Sunday, March 29, 2020

Twelve: Not Knowing When

March 20.
The county will be closing our beach tonight at midnight; coronavirus precaution. Chris, Natalie and I are here for one last time. For how long? People have been saying the uncertainty is the hardest part. So true.
 The sun is in the west and the yellow-flag waves bubble up onshore, mesmerizing to watch. A breeze blows off the Gulf and carries a salty mist with it and I soak it all in.
Olivia and Jacob are home, so our house is wonderfully full. I have missed my kids and am so grateful to have them back. We are all aware that being quarantined together in a 3-bedroom, 2.5-bathroom house could be a recipe for disaster; it could also be fun, and maybe even a productive opportunity to help each other get things done. Hey, a girl can dream!

I'm reading the Handbook to Higher Consciousness by Ken Keyes, and it's so good I have to write about it, even though doing so veers me away from any talk of the coronavirus. So be it.
One of its amazing insights is to realize when I'm "addicted" to something and change the way I think about it. We aren't necessarily talking about drugs and alcohol. For example, I've realized I'm addicted to the idea that Courage Without Grace must be picked up by an agent and published. I want it so bad, it hurts, which makes my desire an addiction.

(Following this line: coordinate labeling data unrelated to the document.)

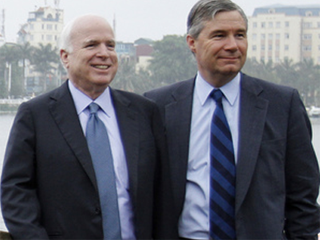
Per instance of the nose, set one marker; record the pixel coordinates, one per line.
(103, 51)
(231, 43)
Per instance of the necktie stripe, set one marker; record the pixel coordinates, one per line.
(217, 136)
(222, 175)
(220, 149)
(224, 218)
(220, 123)
(221, 235)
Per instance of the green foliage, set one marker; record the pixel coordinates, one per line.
(172, 61)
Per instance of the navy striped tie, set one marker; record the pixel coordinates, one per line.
(99, 146)
(222, 175)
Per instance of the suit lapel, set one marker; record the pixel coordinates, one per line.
(63, 111)
(129, 131)
(178, 122)
(253, 111)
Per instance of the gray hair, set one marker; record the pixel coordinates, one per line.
(206, 10)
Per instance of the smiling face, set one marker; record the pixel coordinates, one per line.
(93, 62)
(221, 47)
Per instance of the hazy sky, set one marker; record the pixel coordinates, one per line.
(134, 18)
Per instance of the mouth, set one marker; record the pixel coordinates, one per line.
(103, 67)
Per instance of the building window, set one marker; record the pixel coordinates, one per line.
(307, 36)
(272, 10)
(307, 25)
(309, 14)
(254, 37)
(306, 48)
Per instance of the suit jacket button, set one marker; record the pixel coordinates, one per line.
(98, 210)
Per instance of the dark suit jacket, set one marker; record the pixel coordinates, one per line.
(277, 180)
(49, 188)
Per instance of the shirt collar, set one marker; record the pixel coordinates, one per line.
(230, 90)
(82, 101)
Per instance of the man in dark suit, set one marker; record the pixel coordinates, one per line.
(273, 190)
(49, 187)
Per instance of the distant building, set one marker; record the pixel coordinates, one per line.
(144, 50)
(277, 32)
(43, 26)
(2, 40)
(125, 51)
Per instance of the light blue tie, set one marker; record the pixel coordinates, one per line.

I have so much anxiousness around the whole publishing process that I can't see clearly. Can I change my addiction to a mere preference? I certainly prefer that Courage be published, but can I still be happy if it isn't?

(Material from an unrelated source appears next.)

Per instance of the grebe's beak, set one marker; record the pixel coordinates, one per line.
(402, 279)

Keyes points out that when we see everything as a preference, we lose our intense negative feelings and gain clarity and effectiveness. I would like that a lot. And in this moment, sitting here by the sea, I'm sure I can be happy no matter what.
The sun has gone behind a cloud, and it's turning chilly. We're talking about dinner and it's time to go home. We'll leave here not knowing when we'll be back, and I want to cry.
And for the record, I'd like to add I prefer the beach stay open, and that the coronavirus just go the hell away.